On average, the client uses approximately 700 bytes of memory per object (file or directory). Thus for a file system with one million files and directories, the client requires, on average, approximately 700 MB of memory. The exact amount of memory that is used per object varies, depending on the length of the object path and name length, or the nesting depth of directories. The number of bytes of data is not an important factor in determining the backup-archive client memory requirement.

The maximum number of files can be determined by dividing the maximum amount of memory available to a process by the average amount of memory that is needed per object.

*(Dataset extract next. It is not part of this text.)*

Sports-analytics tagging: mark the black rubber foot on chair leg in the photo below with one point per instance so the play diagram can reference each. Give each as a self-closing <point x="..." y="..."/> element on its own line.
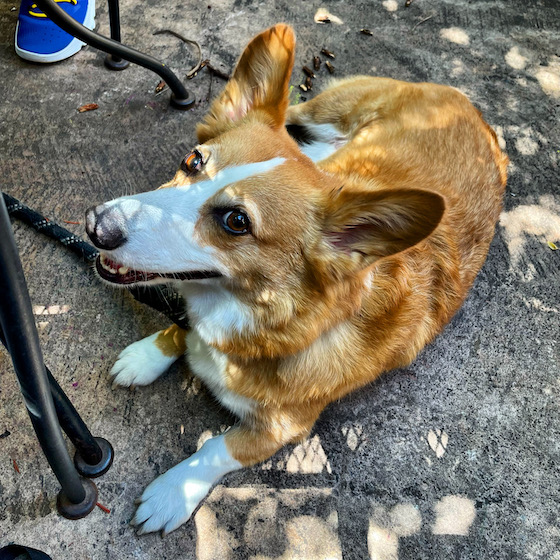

The total memory requirement can be reduced by any of the following methods:

  • Use the client option memoryefficientbackup diskcachemethod. This choice reduces the use of memory to a minimum at the expense of performance and a significant increase in disk space that is required for the backup. The file description data from the server is stored in a disk-resident temporary database, not in memory. As directories on the workstation are scanned, the database is consulted to determine whether to back up, update, or expire each object. At the completion of the backup, the database file is deleted.
  • Use the client option memoryefficientbackup yes. The average memory that is used by the client then becomes 700 bytes times the number of directories plus 700 bytes per file in the directory that is being processed. For file systems with large numbers (millions) of directories, the client still might not be able to allocate enough memory to perform incremental backup with memoryefficientbackup yes.
  • Oracle Solaris operating systemsLinux operating systemsAIX operating systemsUNIX and Linux® clients might be able to use the virtualmountpoint client option to define multiple virtual mount points within a single file system, each of which can be backed up independently by the client.
  • If the client option resourceutilization is set to a value greater than 4, and multiple file systems are being backed up, then reducing resourceutilization to 4 or lower limits the process to incremental backup of a single file system at a time. This setting reduces the memory requirement. If the backup of multiple file systems in parallel is required for performance reasons, and the combined memory requirements exceed the process limits, then multiple instances of the backup client can be used to back up multiple file systems in parallel. For example, if you want to back up two file systems at the same time but their memory requirements exceed the limits of a single process, then start one instance of the client to back up one of the file systems, and start a second instance of the client to back up the other file system.
  • Use the - incrbydate client option to perform an "incremental-by-date" backup.
  • Use the exclude.dirclient option to prevent the client from traversing and backing up directories that do not need to be backed up.
  • Oracle Solaris operating systemsLinux operating systemsAIX operating systemsExcept for Mac OS X, use the client image backup function to back up the entire volume. An image backup might actually use less system resources and run faster than incremental backup of some file systems with a large number of small files.
  • Reduce the number of files per file system by spreading the data across multiple file systems.